ティル、足を使い何とかウッドリーの攻撃を押さえようとするが、成功しない。ウッドリーのパウンドテクニックは強力で、ティルも手をつかんだり仕掛けをしてゆくのを全て無効化していった。
やがてウッドリーがハーフを取り、肘を滑らせる形でティルに入れつつ、マウントを取る形となる。ティルは体を左右に揺すり、脇差のハーフ状態に戻すが、ウッドリーは肘とパウンドをさらに入れ続ける。ウッドリーが叩きつけてくる肘を嫌い、ティルは頭をウッドリーの方へ近づけて体を丸め込むも、ウッドリーは容赦ないパウンド。
さらにそこから左手を深く差し、頭を右で抱えてダースチョークの体勢に入ると、ティルはタップ! ウッドリーがサブミッションで勝利した。

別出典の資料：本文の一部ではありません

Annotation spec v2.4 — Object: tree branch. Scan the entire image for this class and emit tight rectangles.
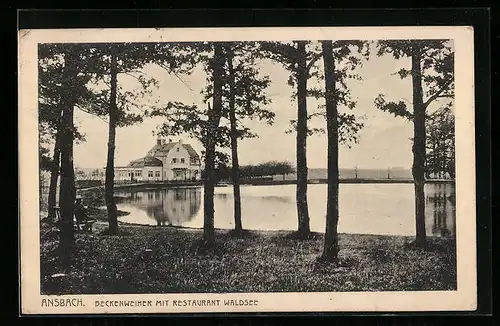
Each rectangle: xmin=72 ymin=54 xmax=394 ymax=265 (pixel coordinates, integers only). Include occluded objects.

結果から見て、ウッドリーの完勝である。体格差をカバーするために最初は的を絞らせず、突然の右で飛び込み距離を縮めてクリンチ。2Rで先手を取ろうとティルが飛び込んできた所にカウンターを合わせ、ダウンさせてパウンド連打、そして最後はサブミッションで極めるという、打撃を得意とする相手にお手本のような試合運びを見せつけた。
強いチャンプにもかかわらずウッドリーの人気がないのは、スティーブン・トンプソン戦2やデミアン・マイア戦での膠着状態の長さ、あるいは積極的な攻めの姿勢が見えにくいところから来ると考えられる(UFCへの文句もあるだろうが)。しかし今回は、その慎重さがティルのミスを呼び込み、自分の思う通りの展開に持ち込んで完封試合とした。
パンチの爆発力に注目が行きがちなウッドリーだが、決して「負けない戦い方」をするクレバーな面にも、もっとポジティブな注目が集まってもよいはずだ。だが、それはメディアと観客の側の「見る目」にもかかわっている事なのかもしれない。